重度訪問介護の提供事業所を展開していく上で、まずは人口あたりの重度訪問介護利用率を鑑みて、需要の高い地域から着実に事業所を開設してまいりました。
現在では47都道府県全てに事業所を設置し、700名以上のクライアントの日常生活をサポートさせていただいております。
また各都道府県の中でも順次新規事業所を開設し、重度障害者の介護難民問題を解決するべく、取り組みを続けています。
土屋が提供する重度訪問介護の特徴①「アテンダントの質の高さ」
重度訪問介護サービスでは、基本的にアテンダントが1人でクライアント宅に伺い、長時間の見守りや身体介助などを行います。
そのため、重度訪問介護を提供するアテンダントは、緊急時に備えて医療的ケアの知見と資格が求められます。
株式会社土屋では、グループ会社の「土屋ケアカレッジ」にて、医療ケアや重度訪問介護に関する研修を行っており、アテンダントは全員無料で受講することができる仕組みとなっています。

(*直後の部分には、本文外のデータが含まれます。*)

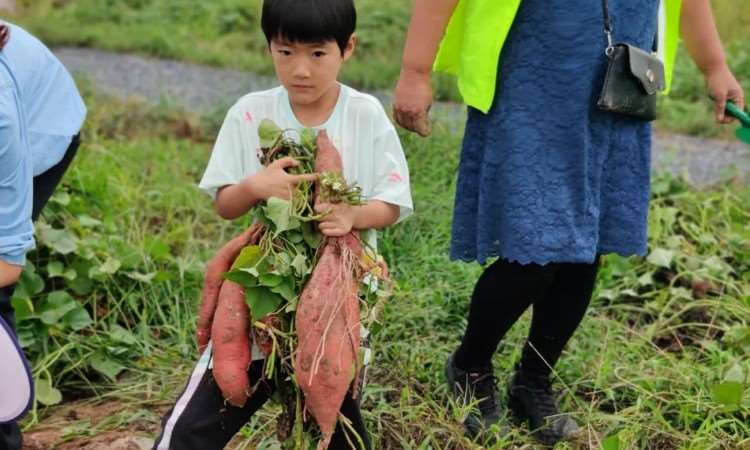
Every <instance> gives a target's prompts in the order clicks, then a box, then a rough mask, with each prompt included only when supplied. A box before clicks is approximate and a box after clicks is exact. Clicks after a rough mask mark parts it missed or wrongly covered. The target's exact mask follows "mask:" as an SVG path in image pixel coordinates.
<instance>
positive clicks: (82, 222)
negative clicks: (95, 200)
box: [78, 214, 102, 228]
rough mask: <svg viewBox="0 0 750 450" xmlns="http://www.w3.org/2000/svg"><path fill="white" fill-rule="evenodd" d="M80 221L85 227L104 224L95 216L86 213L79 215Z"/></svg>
mask: <svg viewBox="0 0 750 450" xmlns="http://www.w3.org/2000/svg"><path fill="white" fill-rule="evenodd" d="M78 223H80V224H81V226H82V227H85V228H94V227H98V226H99V225H101V224H102V222H101V221H100V220H96V219H94V218H93V217H90V216H87V215H86V214H81V215H80V216H78Z"/></svg>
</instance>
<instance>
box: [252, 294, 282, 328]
mask: <svg viewBox="0 0 750 450" xmlns="http://www.w3.org/2000/svg"><path fill="white" fill-rule="evenodd" d="M245 300H246V301H247V306H248V307H250V314H251V317H252V319H253V320H263V319H264V318H265V317H266V316H267V315H269V314H270V313H272V312H274V311H276V309H277V308H278V307H279V305H281V302H282V301H283V299H282V298H281V296H279V295H278V294H276V293H273V292H271V291H270V290H269V289H268V288H266V287H255V288H247V289H245Z"/></svg>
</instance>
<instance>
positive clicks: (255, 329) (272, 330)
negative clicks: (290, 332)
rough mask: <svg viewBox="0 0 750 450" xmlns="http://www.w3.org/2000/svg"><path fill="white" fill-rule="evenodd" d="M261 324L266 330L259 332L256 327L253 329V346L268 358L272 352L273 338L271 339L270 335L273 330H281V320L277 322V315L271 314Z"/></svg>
mask: <svg viewBox="0 0 750 450" xmlns="http://www.w3.org/2000/svg"><path fill="white" fill-rule="evenodd" d="M261 322H262V323H263V325H265V327H266V328H265V329H263V330H261V329H259V328H257V327H253V330H252V333H253V341H254V342H255V345H257V346H258V349H260V351H261V353H263V355H265V357H266V358H268V357H269V356H271V353H272V352H273V338H272V337H271V333H272V332H273V330H279V329H281V320H279V317H278V316H277V315H275V314H271V315H269V316H266V317H264V318H263V320H261Z"/></svg>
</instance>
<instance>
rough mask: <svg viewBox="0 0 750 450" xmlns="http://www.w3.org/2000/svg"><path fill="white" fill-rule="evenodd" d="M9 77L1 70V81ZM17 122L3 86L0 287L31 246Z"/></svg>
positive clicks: (32, 237)
mask: <svg viewBox="0 0 750 450" xmlns="http://www.w3.org/2000/svg"><path fill="white" fill-rule="evenodd" d="M0 70H4V69H3V68H2V67H0ZM8 76H9V75H8V74H6V73H0V82H2V81H3V79H4V77H8ZM19 121H20V118H19V116H18V110H17V106H16V102H15V96H14V93H13V91H12V90H11V89H10V87H9V86H5V87H4V88H3V89H0V205H2V207H0V287H6V286H10V285H12V284H14V283H15V282H16V281H17V280H18V277H19V276H20V275H21V271H22V270H23V265H24V263H25V261H26V256H25V255H26V252H27V251H28V250H29V249H31V248H32V247H33V246H34V226H33V225H32V223H31V209H32V180H33V175H32V172H33V170H32V166H31V159H30V154H29V152H28V151H27V150H26V149H25V147H24V146H23V141H22V140H21V133H20V129H19V126H20V122H19Z"/></svg>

このような理由から、株式会社土屋では、重度障害者の介護難民問題の解消につながる、高い知識をもった介護人材の育成と派遣を実現しています。
土屋が提供する重度訪問介護の特徴②アテンダントの給与が高い
「介護=給料が低い」というイメージを払拭できるように、土屋では職員の給与水準を平均よりも高めに設定しています。

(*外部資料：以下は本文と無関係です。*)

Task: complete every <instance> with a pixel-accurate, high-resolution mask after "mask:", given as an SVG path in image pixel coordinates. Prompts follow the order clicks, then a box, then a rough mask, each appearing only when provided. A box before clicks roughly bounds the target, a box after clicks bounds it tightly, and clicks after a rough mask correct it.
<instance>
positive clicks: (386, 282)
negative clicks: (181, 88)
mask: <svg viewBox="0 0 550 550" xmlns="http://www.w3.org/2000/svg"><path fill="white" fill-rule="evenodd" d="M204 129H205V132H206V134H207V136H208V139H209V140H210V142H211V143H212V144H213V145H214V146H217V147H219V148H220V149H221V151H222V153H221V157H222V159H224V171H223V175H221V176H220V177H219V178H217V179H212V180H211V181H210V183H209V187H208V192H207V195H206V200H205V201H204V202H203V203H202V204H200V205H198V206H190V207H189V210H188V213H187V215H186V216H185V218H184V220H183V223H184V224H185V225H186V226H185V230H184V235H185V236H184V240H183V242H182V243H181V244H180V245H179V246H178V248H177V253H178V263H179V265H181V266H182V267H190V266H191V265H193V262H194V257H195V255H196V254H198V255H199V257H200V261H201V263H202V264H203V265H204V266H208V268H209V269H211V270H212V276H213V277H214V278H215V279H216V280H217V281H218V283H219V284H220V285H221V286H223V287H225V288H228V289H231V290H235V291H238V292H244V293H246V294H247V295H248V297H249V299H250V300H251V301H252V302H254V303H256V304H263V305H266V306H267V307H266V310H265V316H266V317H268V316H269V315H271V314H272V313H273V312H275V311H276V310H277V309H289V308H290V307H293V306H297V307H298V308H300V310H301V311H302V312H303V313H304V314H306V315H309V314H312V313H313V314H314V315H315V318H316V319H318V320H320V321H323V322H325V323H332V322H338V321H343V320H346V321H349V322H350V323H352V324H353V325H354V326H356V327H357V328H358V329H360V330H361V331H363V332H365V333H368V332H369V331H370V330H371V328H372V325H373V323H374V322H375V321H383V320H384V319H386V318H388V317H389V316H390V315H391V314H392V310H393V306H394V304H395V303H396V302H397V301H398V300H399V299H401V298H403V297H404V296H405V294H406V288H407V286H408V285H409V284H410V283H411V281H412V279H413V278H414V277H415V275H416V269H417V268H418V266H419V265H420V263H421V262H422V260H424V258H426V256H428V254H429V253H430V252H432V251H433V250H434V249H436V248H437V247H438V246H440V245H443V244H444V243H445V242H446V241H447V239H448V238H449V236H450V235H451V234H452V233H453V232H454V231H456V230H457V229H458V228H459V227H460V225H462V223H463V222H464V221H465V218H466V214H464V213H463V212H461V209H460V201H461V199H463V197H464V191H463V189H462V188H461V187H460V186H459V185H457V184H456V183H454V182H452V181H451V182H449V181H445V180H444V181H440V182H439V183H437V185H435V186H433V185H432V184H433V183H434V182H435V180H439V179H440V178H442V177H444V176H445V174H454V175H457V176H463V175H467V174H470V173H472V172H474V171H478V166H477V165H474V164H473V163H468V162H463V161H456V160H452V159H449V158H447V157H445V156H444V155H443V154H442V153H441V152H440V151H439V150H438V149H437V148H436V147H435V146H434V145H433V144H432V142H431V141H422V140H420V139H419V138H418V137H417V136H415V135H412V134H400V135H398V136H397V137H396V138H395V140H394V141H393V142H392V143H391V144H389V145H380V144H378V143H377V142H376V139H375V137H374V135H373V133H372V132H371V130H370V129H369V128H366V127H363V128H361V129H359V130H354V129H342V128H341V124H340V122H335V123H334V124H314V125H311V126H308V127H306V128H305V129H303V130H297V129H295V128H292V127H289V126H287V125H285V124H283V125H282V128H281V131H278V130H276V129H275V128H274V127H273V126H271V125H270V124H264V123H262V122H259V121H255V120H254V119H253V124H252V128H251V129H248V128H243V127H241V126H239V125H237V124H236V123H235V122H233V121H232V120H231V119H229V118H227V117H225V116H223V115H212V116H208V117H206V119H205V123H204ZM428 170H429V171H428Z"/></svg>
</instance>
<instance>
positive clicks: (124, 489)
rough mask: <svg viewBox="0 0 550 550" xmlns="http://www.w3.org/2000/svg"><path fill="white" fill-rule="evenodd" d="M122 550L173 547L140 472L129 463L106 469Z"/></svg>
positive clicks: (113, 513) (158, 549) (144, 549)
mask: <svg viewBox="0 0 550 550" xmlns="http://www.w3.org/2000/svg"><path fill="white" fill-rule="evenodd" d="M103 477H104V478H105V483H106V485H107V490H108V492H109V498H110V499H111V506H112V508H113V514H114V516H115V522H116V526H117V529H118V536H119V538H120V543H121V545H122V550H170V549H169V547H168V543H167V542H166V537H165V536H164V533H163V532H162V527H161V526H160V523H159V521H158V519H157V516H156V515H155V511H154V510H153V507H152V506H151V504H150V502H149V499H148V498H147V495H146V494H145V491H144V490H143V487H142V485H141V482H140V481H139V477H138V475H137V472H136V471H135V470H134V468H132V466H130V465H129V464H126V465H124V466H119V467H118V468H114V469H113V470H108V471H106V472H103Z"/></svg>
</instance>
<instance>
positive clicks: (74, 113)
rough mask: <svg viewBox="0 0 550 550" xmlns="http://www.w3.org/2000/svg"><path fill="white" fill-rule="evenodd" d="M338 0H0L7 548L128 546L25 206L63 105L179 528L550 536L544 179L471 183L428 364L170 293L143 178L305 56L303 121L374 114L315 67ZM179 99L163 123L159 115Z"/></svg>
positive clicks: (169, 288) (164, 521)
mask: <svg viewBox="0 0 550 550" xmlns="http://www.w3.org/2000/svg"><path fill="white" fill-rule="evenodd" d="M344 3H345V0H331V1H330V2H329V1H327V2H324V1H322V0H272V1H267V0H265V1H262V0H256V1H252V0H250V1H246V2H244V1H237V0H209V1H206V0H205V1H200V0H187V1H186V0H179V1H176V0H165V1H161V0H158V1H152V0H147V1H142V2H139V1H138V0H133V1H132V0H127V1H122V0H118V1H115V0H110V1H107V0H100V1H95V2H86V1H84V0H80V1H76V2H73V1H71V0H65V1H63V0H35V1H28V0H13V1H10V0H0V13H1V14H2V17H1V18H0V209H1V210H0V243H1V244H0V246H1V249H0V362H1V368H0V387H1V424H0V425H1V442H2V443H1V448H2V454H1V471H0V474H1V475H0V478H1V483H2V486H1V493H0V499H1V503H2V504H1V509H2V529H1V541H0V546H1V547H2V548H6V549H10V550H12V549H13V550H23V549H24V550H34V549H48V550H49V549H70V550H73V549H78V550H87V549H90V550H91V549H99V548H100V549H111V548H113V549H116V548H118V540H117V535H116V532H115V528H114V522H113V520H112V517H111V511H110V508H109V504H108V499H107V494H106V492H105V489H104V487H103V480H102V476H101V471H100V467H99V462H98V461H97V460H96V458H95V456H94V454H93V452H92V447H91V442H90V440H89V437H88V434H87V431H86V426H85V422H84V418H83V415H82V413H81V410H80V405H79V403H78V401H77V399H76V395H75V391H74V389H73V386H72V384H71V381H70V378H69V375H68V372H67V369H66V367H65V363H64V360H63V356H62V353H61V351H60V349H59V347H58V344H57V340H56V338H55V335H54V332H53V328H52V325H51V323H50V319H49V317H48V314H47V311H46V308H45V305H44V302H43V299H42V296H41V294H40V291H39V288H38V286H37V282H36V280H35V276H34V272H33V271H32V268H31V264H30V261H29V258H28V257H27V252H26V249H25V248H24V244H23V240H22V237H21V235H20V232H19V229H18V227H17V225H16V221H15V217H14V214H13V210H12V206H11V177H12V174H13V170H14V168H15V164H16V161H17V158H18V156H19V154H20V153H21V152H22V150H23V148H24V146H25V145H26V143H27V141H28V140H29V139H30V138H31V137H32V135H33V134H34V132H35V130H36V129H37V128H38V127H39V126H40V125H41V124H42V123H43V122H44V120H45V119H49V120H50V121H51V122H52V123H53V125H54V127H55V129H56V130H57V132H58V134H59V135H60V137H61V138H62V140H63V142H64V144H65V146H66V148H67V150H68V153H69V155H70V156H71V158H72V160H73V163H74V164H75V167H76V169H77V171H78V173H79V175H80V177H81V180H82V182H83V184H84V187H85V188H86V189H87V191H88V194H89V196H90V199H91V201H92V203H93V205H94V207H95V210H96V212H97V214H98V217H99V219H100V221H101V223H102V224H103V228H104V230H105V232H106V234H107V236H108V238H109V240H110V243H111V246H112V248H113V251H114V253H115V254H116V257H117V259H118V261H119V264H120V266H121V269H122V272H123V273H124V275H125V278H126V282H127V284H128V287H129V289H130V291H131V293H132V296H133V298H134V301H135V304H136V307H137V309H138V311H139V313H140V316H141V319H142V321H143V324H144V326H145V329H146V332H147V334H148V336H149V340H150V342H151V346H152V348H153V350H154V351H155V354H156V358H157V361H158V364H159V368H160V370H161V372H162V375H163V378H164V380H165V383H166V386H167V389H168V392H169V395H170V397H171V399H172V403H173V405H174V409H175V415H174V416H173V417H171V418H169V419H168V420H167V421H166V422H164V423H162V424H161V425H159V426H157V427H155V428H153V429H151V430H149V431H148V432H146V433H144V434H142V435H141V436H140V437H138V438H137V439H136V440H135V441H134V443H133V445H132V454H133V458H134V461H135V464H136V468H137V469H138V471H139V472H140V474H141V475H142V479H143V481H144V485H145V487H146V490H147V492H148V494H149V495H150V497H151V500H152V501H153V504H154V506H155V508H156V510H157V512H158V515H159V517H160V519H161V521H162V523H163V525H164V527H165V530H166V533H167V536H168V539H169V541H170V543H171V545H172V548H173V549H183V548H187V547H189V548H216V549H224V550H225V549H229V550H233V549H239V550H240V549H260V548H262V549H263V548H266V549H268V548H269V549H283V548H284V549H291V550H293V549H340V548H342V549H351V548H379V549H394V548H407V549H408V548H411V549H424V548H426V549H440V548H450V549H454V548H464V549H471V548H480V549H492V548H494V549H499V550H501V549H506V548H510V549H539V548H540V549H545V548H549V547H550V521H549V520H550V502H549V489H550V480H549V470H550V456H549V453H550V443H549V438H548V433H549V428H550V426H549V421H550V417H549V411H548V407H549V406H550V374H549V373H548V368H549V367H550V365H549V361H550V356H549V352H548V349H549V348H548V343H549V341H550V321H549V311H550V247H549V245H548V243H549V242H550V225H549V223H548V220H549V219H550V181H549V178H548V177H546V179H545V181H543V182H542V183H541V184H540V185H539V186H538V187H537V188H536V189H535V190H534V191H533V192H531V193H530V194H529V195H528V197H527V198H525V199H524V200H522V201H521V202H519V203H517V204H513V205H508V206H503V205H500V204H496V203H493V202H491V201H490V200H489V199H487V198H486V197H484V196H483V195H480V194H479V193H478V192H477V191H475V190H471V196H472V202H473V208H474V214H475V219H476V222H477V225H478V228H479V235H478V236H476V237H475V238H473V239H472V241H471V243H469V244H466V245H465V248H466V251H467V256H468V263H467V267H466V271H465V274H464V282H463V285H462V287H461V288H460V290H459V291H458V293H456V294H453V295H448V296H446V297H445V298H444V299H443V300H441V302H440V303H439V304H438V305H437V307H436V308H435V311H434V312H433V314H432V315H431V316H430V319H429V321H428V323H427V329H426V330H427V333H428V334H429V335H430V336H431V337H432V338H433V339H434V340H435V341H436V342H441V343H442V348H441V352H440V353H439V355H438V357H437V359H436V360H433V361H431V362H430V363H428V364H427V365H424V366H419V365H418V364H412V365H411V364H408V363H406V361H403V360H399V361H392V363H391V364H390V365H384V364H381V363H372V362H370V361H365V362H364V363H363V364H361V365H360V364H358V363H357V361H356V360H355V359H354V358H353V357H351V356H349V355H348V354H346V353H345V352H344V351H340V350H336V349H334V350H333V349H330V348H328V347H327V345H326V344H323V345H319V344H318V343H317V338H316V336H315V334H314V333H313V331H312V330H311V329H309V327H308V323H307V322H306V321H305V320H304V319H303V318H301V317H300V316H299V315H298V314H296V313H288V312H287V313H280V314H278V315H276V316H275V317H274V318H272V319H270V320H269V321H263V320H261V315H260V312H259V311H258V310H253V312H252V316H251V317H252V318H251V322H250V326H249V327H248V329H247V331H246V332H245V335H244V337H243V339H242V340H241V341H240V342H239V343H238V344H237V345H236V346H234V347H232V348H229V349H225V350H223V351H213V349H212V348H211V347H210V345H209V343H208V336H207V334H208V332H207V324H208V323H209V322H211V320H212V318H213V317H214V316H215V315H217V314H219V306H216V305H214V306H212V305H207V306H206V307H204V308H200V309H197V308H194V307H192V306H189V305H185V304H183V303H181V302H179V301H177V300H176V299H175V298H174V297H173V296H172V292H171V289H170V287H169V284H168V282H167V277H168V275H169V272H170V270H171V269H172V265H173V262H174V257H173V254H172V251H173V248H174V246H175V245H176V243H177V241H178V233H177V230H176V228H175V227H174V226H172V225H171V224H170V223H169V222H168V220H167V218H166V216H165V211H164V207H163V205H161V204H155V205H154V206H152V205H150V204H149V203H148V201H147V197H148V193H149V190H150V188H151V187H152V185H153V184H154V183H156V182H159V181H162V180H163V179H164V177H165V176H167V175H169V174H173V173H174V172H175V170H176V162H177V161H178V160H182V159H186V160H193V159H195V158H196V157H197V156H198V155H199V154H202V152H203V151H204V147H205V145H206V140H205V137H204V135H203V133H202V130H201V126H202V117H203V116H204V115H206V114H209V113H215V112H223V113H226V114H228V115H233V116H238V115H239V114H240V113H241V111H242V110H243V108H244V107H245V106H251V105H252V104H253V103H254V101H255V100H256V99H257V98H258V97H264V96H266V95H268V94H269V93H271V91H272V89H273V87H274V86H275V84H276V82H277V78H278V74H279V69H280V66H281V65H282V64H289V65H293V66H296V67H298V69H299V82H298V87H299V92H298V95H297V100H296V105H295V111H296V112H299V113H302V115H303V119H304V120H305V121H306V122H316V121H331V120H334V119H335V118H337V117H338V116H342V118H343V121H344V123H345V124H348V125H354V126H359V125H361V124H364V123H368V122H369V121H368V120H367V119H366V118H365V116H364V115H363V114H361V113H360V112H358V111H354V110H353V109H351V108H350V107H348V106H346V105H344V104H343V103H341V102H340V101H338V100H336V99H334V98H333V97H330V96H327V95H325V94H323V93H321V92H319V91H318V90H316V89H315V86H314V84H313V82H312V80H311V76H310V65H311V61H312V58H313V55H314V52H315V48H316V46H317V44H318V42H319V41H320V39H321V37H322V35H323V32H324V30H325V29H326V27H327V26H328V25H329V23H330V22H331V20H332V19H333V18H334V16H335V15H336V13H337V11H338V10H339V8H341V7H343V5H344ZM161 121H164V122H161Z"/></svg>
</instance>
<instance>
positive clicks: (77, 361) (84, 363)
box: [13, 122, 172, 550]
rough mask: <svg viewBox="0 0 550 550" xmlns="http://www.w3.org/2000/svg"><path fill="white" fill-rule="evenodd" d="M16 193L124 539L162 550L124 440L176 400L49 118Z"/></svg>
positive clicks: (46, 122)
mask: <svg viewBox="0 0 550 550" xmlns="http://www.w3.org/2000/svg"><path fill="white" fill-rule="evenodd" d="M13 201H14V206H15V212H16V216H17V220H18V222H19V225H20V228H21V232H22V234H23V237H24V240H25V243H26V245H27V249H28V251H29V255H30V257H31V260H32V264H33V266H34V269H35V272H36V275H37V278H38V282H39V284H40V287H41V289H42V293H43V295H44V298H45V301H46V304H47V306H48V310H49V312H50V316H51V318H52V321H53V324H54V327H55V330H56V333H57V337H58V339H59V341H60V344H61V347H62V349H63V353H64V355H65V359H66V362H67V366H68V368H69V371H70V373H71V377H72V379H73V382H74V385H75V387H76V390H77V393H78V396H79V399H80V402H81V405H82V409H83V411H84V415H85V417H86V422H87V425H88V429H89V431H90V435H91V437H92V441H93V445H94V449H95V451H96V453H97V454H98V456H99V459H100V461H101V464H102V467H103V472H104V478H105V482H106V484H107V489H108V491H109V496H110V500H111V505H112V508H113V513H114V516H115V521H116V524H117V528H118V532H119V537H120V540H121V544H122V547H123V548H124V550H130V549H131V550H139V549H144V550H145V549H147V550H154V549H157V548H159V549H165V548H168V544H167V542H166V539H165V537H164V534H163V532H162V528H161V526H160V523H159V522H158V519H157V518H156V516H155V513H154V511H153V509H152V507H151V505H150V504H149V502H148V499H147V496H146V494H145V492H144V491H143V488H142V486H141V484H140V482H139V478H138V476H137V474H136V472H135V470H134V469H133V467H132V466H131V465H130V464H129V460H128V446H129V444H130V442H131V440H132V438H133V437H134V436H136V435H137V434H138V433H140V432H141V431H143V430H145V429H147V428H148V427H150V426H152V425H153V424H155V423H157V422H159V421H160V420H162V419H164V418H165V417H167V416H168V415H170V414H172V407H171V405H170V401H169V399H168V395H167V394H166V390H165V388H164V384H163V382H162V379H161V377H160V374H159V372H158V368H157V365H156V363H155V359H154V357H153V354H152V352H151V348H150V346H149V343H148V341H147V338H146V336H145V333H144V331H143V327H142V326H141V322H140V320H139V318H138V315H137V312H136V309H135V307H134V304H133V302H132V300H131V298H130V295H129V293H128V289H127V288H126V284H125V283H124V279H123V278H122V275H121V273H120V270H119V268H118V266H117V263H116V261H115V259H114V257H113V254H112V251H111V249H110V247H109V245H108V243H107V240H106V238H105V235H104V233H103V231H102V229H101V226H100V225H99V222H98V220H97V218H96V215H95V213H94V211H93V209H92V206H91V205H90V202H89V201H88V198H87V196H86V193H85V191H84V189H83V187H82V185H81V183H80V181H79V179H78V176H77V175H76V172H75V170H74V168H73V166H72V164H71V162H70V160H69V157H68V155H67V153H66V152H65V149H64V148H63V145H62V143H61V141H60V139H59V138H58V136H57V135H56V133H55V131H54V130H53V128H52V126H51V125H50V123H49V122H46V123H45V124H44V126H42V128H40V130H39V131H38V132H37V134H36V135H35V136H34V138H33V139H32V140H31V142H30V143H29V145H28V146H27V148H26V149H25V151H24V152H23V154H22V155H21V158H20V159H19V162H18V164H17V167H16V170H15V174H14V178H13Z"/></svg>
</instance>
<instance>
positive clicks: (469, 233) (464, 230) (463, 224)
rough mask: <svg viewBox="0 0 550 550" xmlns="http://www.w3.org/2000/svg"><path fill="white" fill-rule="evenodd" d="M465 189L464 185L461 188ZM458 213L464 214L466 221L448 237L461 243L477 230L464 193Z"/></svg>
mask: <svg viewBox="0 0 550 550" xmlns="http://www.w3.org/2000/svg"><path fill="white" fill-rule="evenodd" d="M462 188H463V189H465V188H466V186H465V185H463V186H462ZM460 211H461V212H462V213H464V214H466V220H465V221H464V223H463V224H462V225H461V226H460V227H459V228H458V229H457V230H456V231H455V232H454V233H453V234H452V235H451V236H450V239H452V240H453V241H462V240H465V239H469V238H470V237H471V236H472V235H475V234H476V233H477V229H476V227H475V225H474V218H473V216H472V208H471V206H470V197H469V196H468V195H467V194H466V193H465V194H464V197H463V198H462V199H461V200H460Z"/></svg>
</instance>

厚生労働省の調査によりますと、介護職員の平均月収は316,610円となっていますが、土屋では常勤職員の平均月収で361,577円という水準を維持しています。
一般水準よりも5万円多い給与に加えて、各種資格による手当の支給も行っています。
アテンダントの待遇面を最優先することによって、人材の獲得や育成、さらなる事業展開を可能にし、重度訪問介護を行うための基盤を整えています。
土屋が提供する重度訪問介護の特徴③収益モデルの確立
先述の通り重度訪問介護の介護報酬は居宅介護のほぼ半分であるため、「重度訪問介護は儲からない」と捉えられがちです。
しかし、土屋が短絡的な利益にこだわることなく、重度訪問介護事業の拡大と長期的な利益化を実現することで、重度訪問介護への参入を目指す企業を増加させることができると考えています。
介護のリーディングカンパニーとしての使命と誇りを持ち、自宅や地域での暮らしを希望する重度障害者の意思が尊重される社会の実現を目指します。
土屋が目指す、介護難民が解消された世界
株式会社土屋では、重度訪問介護の事業所展開や優秀なアテンダントの確保という面から、日本が抱える「介護難民」という問題を解消すべく取り組みを続けています。
短絡的な利益だけを重視するのではなく、人材の育成や制度改正への働き方など、土屋にできることをひとつひとつ丁寧に行うことで、介護を必要とする人の笑顔と日常をサポートをすることが土屋の使命です。
重度訪問介護に加えて、高齢者や認知症の方への介護サービスの提供と介護難民解決に向け、まだまだ取り組まねばならない課題は多々あると感じています。
課題は難解ですが不可能ではないと確信しています。
全ての方が自分の意思を実現することができる多様性社会に向けて、土屋は走り続けます。